Abstract:
A presente dissertação analisou as acções de promoção da saúde escolar para o melhoramento
do Processo de Ensino e Aprendizagem (PEA) nas Escolas Secundárias Sagrada Família e
Gwaza Muthini, no distrito de Marracuene, durante o período de 2022 a 2023. O problema
que norteou esta investigação partiu da constatação de que, apesar da existência de directrizes
e políticas para a promoção da saúde escolar em Moçambique, observa-se uma fraca
implementação das mesmas nas escolas secundárias do distrito de Marracuene,
comprometendo o ambiente de aprendizagem e o bem-estar dos alunos. Assim, colocou-se a
questão: Até que ponto têm sido desencadeadas acções de promoção da saúde escolar para o
melhoramento do PEA nas escolas secundárias Sagrada Família e Gwaza Muthini? Para
responder a esta problemática, definiu-se como objectivo geral analisar as acções de
promoção da saúde escolar para o melhoramento do PEA nas referidas escolas. Os objectivos
específicos incluíram: identificar as directrizes e acções existentes, descrever as percepções
dos actores escolares, explicar a relação entre saúde escolar e ensino-aprendizagem, e propor
um modelo para melhoria da implementação da política de saúde escolar. A investigação
seguiu uma abordagem mista (quantitativa e qualitativa), recorrendo ao estudo de caso como
estratégia metodológica. Foram utilizados diversos instrumentos de recolha de dados:
inquérito por questionário (dirigido aos alunos), entrevistas semi-estruturadas (aos directores,
professores, conselhos escolares e funcionários do SDJT) e observação sistemática do
contexto escolar. A amostragem foi estratificada, com um total de 200 participantes. Os
dados quantitativos foram tratados no software Microsoft Excel, enquanto os qualitativos
foram analisados com recurso à técnica de análise de conteúdo. Os resultados evidenciaram
disparidades na implementação das acções de saúde escolar entre as duas escolas estudadas.

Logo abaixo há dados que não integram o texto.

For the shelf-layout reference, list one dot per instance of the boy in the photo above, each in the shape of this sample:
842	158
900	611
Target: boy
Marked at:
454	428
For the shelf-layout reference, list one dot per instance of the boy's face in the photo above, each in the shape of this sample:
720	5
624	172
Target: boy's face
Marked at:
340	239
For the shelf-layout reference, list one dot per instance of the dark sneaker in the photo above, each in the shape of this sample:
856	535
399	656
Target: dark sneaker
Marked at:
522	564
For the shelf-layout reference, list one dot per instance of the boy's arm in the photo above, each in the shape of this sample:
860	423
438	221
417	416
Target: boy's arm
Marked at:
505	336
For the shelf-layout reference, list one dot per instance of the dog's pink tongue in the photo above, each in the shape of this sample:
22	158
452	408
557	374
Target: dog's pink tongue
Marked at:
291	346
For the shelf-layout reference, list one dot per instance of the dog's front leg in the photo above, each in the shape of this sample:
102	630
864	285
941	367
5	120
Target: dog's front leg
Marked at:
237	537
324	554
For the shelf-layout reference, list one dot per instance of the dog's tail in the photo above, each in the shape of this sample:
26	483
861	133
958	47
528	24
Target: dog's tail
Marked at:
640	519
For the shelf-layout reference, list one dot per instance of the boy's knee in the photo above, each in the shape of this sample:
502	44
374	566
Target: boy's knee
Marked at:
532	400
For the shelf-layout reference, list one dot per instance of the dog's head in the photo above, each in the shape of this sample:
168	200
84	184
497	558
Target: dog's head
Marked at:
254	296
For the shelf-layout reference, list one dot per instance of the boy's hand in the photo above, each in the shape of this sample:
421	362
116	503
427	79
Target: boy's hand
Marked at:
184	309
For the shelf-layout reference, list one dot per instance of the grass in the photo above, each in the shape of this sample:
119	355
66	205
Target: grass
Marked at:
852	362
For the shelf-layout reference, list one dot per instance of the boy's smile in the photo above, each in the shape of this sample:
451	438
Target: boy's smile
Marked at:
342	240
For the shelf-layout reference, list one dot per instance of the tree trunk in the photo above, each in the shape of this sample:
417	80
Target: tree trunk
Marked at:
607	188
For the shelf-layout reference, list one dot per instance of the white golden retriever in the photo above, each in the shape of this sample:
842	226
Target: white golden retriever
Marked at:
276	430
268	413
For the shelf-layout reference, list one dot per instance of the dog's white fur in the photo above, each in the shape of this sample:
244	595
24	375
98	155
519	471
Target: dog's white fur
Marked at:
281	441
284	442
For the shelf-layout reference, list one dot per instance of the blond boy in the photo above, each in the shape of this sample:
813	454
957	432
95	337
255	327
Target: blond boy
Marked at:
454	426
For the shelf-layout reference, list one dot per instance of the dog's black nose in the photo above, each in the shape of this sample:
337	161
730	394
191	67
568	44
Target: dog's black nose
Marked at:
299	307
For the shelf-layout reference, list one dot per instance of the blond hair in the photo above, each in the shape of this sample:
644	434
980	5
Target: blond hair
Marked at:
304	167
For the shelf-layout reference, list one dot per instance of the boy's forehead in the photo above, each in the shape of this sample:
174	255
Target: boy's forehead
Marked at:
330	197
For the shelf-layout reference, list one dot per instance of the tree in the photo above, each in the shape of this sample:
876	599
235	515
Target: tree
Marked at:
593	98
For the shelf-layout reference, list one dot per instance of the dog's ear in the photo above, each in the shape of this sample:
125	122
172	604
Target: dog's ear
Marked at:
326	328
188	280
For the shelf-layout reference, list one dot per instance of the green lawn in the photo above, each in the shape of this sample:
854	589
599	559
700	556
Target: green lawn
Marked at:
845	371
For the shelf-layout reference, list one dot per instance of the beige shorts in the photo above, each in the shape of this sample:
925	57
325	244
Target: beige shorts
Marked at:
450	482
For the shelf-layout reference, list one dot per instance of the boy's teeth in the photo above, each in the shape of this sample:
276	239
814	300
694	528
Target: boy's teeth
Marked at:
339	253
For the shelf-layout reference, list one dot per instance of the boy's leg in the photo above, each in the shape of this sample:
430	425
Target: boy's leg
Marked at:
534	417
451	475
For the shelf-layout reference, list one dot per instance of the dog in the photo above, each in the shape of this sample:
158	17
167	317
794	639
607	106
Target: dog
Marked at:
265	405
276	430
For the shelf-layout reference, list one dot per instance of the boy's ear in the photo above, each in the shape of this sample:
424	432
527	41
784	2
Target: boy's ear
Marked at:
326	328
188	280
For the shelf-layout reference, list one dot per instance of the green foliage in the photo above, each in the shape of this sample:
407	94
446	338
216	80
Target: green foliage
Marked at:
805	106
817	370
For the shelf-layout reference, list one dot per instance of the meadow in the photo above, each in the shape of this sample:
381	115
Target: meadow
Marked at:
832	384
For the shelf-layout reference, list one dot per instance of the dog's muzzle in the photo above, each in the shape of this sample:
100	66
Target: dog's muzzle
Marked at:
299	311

Verificou-se que a ESGM enfrenta maiores dificuldades na articulação com o SDJT e outros
actores, escassez de recursos materiais e humanos, ausência de formação adequada e fraca
mobilização comunitária. Por sua vez, a ESSF mostrou maior alinhamento com as
orientações políticas. O estudo conclui que a promoção de saúde escolar está directamente
associada à melhoria do desempenho académico, e propõe um modelo de intervenção
baseado na integração curricular da educação para a saúde, no envolvimento comunitário e na
reestruturação das condições físicas e humanas das escolas.